All the pressure now sits on the All Blacks, and France, having already been written off, are effectively coming to New Zealand to have a free hit at making history.
Starting the 2025 season against a dangerous French team will be as hard as the three-Test series the 2022 All Blacks endured against Ireland.
But where the danger factor seems higher still for the 2025 All Blacks is that they must then head to Argentina for two Tests – a tricky but winnable assignment – before returning to New Zealand and taking on the Springboks in successive weekends.
The All Blacks of 2022 lost three of their first five tests, and four of their first seven and such a scenario repeating in 2025 is not inconceivable, because the Boks are clearly going to come highly motivated to end New Zealand’s 31-year unbeaten run at Eden Park.
None of this is an attempt to predict the future, or to write off the All Blacks as a failing franchise, but to merely highlight the difficulty of what lies ahead and the lack of wider acknowledgement about how tough 2025 is going to be.

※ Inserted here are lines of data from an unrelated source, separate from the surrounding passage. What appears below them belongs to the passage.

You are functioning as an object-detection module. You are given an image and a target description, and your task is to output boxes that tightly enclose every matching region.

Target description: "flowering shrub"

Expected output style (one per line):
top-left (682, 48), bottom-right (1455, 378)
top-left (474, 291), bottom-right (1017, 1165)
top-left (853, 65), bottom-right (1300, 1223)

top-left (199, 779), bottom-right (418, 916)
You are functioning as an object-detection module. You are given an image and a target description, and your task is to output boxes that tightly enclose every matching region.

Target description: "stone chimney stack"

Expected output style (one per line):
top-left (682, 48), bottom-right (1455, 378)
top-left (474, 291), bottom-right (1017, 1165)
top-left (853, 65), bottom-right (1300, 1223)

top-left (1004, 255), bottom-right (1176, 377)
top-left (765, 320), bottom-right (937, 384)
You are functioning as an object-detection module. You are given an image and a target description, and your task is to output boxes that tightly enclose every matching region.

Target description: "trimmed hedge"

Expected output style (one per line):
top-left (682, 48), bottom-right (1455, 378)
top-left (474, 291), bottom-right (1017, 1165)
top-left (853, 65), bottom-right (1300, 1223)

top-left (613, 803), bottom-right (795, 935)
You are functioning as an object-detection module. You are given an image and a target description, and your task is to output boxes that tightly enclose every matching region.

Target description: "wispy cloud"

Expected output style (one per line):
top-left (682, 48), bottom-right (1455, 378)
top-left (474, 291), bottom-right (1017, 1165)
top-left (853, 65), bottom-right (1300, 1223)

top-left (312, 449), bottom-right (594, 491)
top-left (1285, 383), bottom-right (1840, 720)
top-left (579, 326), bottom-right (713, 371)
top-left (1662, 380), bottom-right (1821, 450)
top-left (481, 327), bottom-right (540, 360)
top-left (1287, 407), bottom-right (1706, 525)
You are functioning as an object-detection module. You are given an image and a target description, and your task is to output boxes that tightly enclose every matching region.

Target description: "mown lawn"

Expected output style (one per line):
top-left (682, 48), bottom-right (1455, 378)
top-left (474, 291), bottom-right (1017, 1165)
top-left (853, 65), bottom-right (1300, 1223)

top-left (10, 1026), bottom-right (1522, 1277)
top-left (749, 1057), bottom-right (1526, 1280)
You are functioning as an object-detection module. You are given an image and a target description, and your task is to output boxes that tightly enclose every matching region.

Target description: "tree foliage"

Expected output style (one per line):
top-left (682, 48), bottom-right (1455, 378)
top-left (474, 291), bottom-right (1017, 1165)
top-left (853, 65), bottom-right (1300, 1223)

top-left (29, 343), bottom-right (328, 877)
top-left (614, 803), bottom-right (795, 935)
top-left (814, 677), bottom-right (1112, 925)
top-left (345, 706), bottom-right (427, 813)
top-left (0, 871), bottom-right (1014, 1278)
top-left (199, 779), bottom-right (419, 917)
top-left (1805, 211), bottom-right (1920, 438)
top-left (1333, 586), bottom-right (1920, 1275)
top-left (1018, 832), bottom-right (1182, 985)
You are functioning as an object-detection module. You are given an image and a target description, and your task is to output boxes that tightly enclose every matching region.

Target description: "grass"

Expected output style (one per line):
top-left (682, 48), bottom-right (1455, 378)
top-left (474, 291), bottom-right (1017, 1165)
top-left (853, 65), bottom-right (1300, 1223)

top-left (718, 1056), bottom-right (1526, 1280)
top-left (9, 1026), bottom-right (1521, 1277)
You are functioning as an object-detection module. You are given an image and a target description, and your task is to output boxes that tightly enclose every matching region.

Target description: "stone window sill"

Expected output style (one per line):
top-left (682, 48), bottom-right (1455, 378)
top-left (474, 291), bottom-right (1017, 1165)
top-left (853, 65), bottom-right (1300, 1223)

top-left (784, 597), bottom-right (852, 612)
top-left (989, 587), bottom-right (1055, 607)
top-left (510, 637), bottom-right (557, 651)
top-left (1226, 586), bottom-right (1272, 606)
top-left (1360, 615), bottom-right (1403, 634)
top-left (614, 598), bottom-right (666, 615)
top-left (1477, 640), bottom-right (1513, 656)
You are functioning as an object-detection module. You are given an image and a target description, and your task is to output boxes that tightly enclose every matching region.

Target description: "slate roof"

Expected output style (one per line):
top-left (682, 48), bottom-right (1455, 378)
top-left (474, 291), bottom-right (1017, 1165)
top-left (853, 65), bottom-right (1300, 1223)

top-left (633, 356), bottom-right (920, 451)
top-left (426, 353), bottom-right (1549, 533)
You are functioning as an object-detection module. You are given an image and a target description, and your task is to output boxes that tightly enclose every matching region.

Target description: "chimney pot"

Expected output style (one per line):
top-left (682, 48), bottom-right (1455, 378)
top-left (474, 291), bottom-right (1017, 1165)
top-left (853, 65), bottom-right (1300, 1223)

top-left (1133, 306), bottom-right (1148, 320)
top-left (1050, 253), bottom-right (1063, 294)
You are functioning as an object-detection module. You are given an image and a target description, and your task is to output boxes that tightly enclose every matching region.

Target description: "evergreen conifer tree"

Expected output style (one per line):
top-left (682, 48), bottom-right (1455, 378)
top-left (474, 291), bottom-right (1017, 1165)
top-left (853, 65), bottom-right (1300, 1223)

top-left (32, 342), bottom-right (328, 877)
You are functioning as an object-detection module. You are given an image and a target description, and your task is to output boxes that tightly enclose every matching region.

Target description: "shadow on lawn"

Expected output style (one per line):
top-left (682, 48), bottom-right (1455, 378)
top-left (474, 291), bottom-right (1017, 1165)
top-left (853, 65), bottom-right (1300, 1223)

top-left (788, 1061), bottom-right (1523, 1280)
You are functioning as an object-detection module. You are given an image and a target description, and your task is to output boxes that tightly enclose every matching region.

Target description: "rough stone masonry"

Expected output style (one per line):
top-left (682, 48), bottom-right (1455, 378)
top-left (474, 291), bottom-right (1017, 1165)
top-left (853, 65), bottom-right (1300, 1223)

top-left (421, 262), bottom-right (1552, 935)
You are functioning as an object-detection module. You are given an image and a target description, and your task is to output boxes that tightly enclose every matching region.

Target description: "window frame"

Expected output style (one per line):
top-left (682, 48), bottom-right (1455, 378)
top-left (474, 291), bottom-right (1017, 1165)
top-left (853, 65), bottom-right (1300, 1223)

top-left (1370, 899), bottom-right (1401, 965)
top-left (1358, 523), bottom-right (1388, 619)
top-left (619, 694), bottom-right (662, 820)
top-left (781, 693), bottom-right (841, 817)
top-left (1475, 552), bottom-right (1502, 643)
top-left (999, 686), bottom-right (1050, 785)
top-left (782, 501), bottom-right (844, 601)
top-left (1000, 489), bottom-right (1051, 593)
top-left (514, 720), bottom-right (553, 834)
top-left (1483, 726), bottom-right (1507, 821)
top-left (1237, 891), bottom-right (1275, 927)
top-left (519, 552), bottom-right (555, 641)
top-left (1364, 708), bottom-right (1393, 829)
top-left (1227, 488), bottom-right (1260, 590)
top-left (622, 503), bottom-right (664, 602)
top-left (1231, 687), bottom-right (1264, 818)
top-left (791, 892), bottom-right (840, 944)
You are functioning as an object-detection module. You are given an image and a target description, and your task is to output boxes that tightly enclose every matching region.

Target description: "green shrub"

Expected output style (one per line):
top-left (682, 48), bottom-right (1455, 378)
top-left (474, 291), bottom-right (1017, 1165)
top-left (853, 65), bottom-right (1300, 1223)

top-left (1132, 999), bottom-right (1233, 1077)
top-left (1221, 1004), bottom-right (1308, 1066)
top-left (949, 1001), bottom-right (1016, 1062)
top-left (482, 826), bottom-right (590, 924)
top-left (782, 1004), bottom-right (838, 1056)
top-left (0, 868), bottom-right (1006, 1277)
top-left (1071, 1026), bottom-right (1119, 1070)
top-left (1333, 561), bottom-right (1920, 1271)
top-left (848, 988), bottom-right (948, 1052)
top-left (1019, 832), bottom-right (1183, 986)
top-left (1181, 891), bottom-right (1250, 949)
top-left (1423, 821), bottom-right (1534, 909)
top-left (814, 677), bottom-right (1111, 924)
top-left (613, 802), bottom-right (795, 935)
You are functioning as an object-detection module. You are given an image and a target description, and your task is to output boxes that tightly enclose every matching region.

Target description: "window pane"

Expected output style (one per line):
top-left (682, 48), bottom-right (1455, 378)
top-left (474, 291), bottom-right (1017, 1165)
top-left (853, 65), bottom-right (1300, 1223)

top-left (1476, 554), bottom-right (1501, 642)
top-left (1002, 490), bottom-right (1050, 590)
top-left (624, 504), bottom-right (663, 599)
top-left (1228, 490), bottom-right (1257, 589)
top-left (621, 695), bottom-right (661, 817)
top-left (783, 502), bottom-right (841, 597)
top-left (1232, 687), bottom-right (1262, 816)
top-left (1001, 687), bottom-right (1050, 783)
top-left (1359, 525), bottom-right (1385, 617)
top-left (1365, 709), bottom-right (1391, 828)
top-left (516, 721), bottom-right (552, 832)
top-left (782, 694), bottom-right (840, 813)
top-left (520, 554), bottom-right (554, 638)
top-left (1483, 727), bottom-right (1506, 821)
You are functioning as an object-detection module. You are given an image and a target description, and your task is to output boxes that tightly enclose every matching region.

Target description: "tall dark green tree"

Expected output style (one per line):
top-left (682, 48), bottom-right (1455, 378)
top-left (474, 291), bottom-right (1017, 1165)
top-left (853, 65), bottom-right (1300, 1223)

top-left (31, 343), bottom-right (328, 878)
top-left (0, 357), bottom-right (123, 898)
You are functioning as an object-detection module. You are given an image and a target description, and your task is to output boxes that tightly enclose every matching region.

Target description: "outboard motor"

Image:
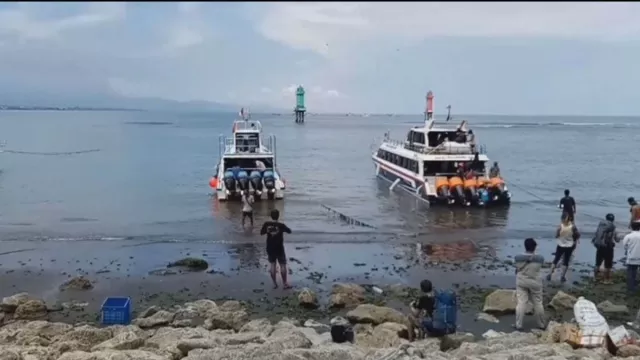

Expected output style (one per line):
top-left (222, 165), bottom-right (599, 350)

top-left (489, 177), bottom-right (505, 201)
top-left (478, 187), bottom-right (490, 206)
top-left (236, 169), bottom-right (249, 193)
top-left (463, 178), bottom-right (479, 206)
top-left (250, 170), bottom-right (263, 193)
top-left (448, 177), bottom-right (465, 204)
top-left (436, 177), bottom-right (452, 204)
top-left (263, 169), bottom-right (276, 191)
top-left (223, 170), bottom-right (236, 191)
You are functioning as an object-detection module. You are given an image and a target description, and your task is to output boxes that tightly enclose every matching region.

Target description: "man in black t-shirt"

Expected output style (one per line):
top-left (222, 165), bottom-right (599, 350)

top-left (260, 209), bottom-right (292, 289)
top-left (410, 279), bottom-right (439, 338)
top-left (558, 189), bottom-right (576, 222)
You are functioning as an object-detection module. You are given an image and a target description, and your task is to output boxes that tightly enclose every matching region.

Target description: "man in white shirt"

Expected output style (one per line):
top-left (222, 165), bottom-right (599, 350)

top-left (622, 222), bottom-right (640, 292)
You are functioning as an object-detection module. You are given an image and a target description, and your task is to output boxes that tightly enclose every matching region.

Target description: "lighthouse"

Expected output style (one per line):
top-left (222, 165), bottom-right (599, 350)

top-left (425, 91), bottom-right (434, 121)
top-left (294, 86), bottom-right (306, 124)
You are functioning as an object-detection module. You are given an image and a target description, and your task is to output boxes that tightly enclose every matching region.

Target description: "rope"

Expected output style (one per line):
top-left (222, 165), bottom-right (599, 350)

top-left (508, 181), bottom-right (629, 228)
top-left (321, 204), bottom-right (377, 229)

The real kicker, perhaps, in all this is that the Wallabies are also likely to present a much stiffer challenge come late September and early October when the Bledisloe Cup is played, and with Tests to follow against Ireland, Scotland and England, the only absolute sitter for the All Blacks will be their last match in Cardiff.
It is of course entirely possible that the All Blacks will sweep through the year in majestic fashion and win the lot, but what seems more likely is that by the end of this year, the events of 2022 may have to be reconsidered and regraded as less catastrophic.
The old days of the All Blacks winning 90 per cent of their Tests over a World Cup cycle and going through an entire calendar year unbeaten, as they did in 2013, are long gone.
The new reality for the All Blacks, given the improved relative strength of the top eight nations, is that a 70 per cent win ratio is a solid return.
Even last year there was evidence to cast 2022 in a different light. The All Blacks lost four Tests in 2024 – the same number they did in 2022 – and yet there was an element of Robertson being given some leeway given it was his first year at the helm.
But if the results have a similar hue in 2025, the country will need to decide whether to start agitating for changes in the same way it did in 2022, or be prepared to reconsider what an acceptable win ratio benchmark is for the All Blacks in the current era.